Trois anciens confédérés encore en uniforme reviennent à cheval de la guerre perdue et devisent de leur avenir dans leur Texas natal.
C’est une très belle première scène avec James Arness qui sauve un agneau de la noyade dans un étang tout en évoquant sa femme et ses enfants, tandis que ses amis, deux frères, échangent sur ce qu’ils attendent de la vie. L’un, plus jeune, joué par Rock Hudson, aspire à une sérénité fermière, proprette et partagée avec ses parents. L’autre, l'aîné, joué par Robert Ryan, a le tourment d’arracher au monde plus que ce qu’il lui présente. La suite les confrontera à des conflits de loyauté entre enfants et parents, entre frères, entre mari et femme infidèle, procureurs, juges, citoyens…
Une scène d’humiliation au poker, courte et sobre, entre un notable riche et jaloux, joué par Raymond Burr, et l'arriviste pauvre joué par Ryan, a une force incroyable : elle est le point d’inflexion qui précipite ce dernier dans le banditisme.
Et c’est dans une seule séquence, nocturne, qui est très belle - un peu trop dense, série B oblige - que Ryan, seulement avec ses poings et un discours bien trempé, rassemble une bande de réprouvés pour en faire un gang redouté de voleurs de bétail.
La revanche sociale de cet homme violent va se compliquer car le notable jaloux va torturer son jeune frere innocent. Alors Ryan abat le malfaisant, puis il est emprisonné, mais la justice l’absout et la veuve du méchant le rejoint.

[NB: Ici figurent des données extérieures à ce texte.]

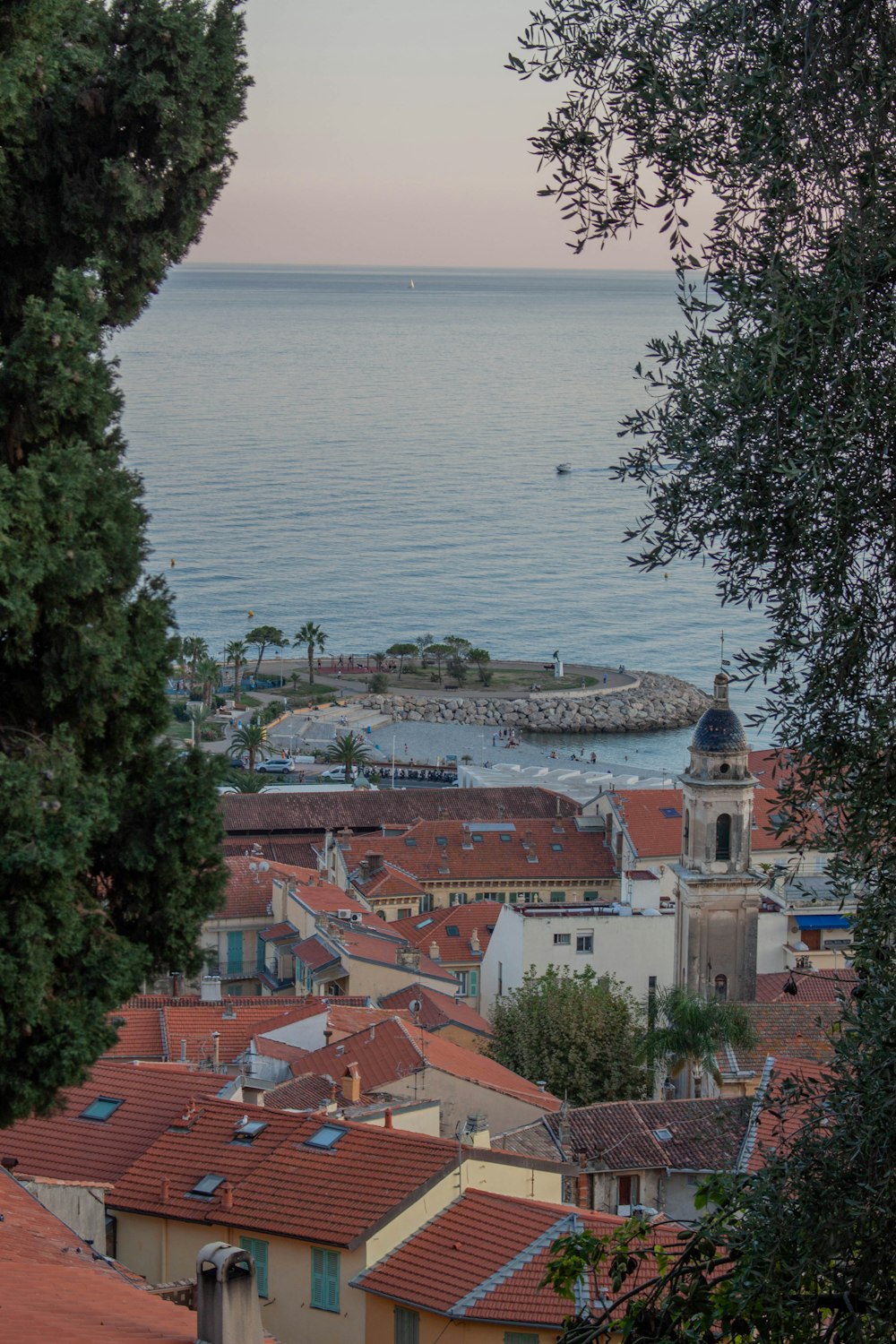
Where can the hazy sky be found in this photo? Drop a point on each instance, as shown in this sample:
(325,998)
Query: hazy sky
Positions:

Alors encore, dans une irrésistible ascension, appuyée sur des spoliations et de la violence, c'est l’hubris de la réussite qui l’amène au rêve de devenir le maitre du pays. On croit que la trame habituelle vers une chute programmée va suivre mais elle ne sera pas si convenue. Après le meurtre accidentel d'un procureur par son dévoué Dandy (un Dennis Weaver aux costumes extravagants), après la mobilisation de la foule qui est prête au lynchage, à laquelle se substitue celle de la loi, incarnée par le jeune frere devenu shérif, et après l’interposition du pere qui ne veut pas que les frères s’entretuent, que sera le gunfight final ?
Sera-t-il entre le pere et le fils dévoyé, ou entre le frere et le frere ? De justesse, non.
Ce sera un des fermiers spoliés qui lui portera le coup de revolver fatal car son amoureuse jouée par Julie Adams se précipite vers lui, ce qui oblige Ryan à dévier son coup.
Déjà chez Boetticher, avant la série de films inoubliables avec Randolph Scott qui valorisent des bads guys, c’est un beau portrait de l'un d'entre eux, ici courageux et rigoureux même dans son ressentiment, d’abord hésitant devant la transgression, puis lucide sur lui-même, assumant l'avidité qui étouffe son sens moral.
C’est lui qui a le premier rôle, et Ryan fait le show de manière maestrique. En fait cet acteur peut tout jouer, le bon, le méchant, ou le composite ; on pense souvent à lui comme à une renfrogné mais il peut alterner des mimiques très variées, étonnement, hésitation, sarcasme, rires séducteurs, francs ou sardoniques, timides ou éblouissants (comme dans l'Appat).
Rock Hudson semble ici un héros enfantin et sans charisme, un écran bien pensant derrière lequel Ryan peut incarner une morale plus complexe et déchirée par un contexte historique déstructurant.
C’est donc une courte série B plutôt enlevée et assez noire.
Julie Adams est une somptueuse femme fatale (dans les film suivants de Boetticher en 1953, elle apparait avec le meme sex appeal, qu'elle soit une femme douce et timide dans The Man from The Alamo, ou une guerillera dans Wings of Hawk, Revolte au Mexique).
Un très beau Technicolor nous enchante, avec comme directeur de la photo Charles P. Boyle et comme color consultant William Fritzsche, presque aussi bon que Natalie Kalmus.
(Notule de 2018 publiée en janvier 2025).